GUEST OPINION: Information has been the most significant resource of any business for a long time now. Data is what drives businesses to make informed decisions, generate valuable insights, and operate at their most efficient.
Such heavy emphasis on information also puts a lot more pressure on information security as a whole. Data safety, compliance, and general resilience to different types of threats to a company’s data are now practically mandatory instead of optional, considering how many data breaches have been happening in recent years.
Customer relationship management platforms are relatively new ways to manage customers and their information, with Salesforce being the most notable example of them all. Yet, even the cloud-centric nature of these CRM platforms does not deter from the necessity to maintain a flexible and versatile backup and recovery system, especially considering how lacklustre Salesforce’s built-in capabilities are in that regard.
Salesforce is a platform that stores all of its information in a cloud storage of sorts. This kind of storage comes with its own share of problematic factors and events, be it platform outages, cyberattacks, integration issues, or even a simple user error. Some of these issues can be prevented with Salesforce’s own capabilities, but most facilitate the introduction of third-party backup solutions in order to avoid data loss and reduce business downtime.
Compliance is another substantial reason for backing up Salesforce database using third-party measures and solutions. A lot of the major existing regulations require thorough audit trails and historical records for a certain period – something that Salesforce itself is unable to provide. Compliance-related additions to an organization’s security system can also serve as a management-related advantage for the company, such as the ability to restore previous versions of specific records when there is a necessity to do so.
Detailed action logs that describe the changes to all information over time facilitate historical accuracy and transparency for the company itself, which is not only useful for audits and regulatory inquiries but can also become a substantial advantage during various internal assessments.
Unfortunately, Salesforce has a lot of limitations to its field history tracking capabilities, including the number of tracked fields, retention periods, and even restrictions on the depth of the reporting process. This Salesforce field history tracking limit can only be avoided with third-party backup and recovery platforms with sufficient Salesforce integration, removing all of the aforementioned limitations and providing companies the freedom to store and access data records for long periods of time.
Long-term tracking with third-party solutions also provides organizations with much more thorough and detailed records of past actions, offering a lot more opportunities to capitalize on trends, spot negative anomalies, and perform other data-driven decisions.
Data tracking and information protection are just a few examples of how a company might use the necessity to improve information security to its advantage. All these examples are often highlighted in a disaster recovery plan – a comprehensive set of guidelines on how a company is supposed to react in case of substantial data-related problems, be it data loss or data corruption.

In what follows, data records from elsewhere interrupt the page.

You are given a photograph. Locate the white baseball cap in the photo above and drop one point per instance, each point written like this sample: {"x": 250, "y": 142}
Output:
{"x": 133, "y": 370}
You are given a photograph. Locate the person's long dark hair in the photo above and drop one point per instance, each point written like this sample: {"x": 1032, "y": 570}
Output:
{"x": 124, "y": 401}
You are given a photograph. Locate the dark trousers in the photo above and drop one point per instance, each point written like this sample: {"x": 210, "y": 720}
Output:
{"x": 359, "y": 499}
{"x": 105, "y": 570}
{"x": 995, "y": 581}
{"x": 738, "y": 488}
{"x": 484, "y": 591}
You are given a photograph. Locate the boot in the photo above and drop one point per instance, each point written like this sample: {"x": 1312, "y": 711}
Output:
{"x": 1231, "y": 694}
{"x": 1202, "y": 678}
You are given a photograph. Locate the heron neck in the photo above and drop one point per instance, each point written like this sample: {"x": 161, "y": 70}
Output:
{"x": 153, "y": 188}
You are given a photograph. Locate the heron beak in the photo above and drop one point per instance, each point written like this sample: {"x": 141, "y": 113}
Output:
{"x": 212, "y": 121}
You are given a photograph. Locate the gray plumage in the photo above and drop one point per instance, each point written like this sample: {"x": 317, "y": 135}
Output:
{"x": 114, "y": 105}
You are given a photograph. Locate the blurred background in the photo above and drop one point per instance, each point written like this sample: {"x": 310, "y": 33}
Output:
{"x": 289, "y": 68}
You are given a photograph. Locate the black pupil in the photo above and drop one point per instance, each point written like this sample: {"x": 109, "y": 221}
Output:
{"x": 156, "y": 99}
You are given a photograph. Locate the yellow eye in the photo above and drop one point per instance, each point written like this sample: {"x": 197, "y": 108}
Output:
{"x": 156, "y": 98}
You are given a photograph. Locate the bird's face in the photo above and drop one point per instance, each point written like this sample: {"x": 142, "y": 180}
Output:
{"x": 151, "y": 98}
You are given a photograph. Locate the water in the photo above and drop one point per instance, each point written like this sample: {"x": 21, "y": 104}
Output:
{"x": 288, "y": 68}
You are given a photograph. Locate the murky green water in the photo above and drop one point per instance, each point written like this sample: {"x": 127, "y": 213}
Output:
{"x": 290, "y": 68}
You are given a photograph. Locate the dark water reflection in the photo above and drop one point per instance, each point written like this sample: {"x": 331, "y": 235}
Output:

The primary point of any disaster recovery plan is to ensure that the entire infrastructure of a company can return to its completely working state as quickly as possible with minimal cost and the smallest downtime possible. Yet, a proper DR plan is very difficult to configure and even more challenging to implement. The same could also be said for more unusual data management environments, with disaster recovery in Salesforce having its own share of unique factors that should be taken into account (such as the complete reliance of the entire infrastructure on cloud-based environments).
Being able to identify your most sensitive information and the highest possible recovery time objective are just a few examples of topics that have to be extensively covered in a DR plan. Backups have to be validated on a regular basis, the entire procedure of creating backups and recovering them should be tested, and multiple recovery options should be considered in the same DR plan if the situation does not facilitate the restoration of the entire infrastructure at once.
Data breaches and system outages have become a commodity for many industries, and being reactive in your approach to data security is no longer enough to keep your company safe. A detailed proactive approach to security with multiple areas and factors covered is the best bet for safeguarding unconventional data storage environments such as Salesforce.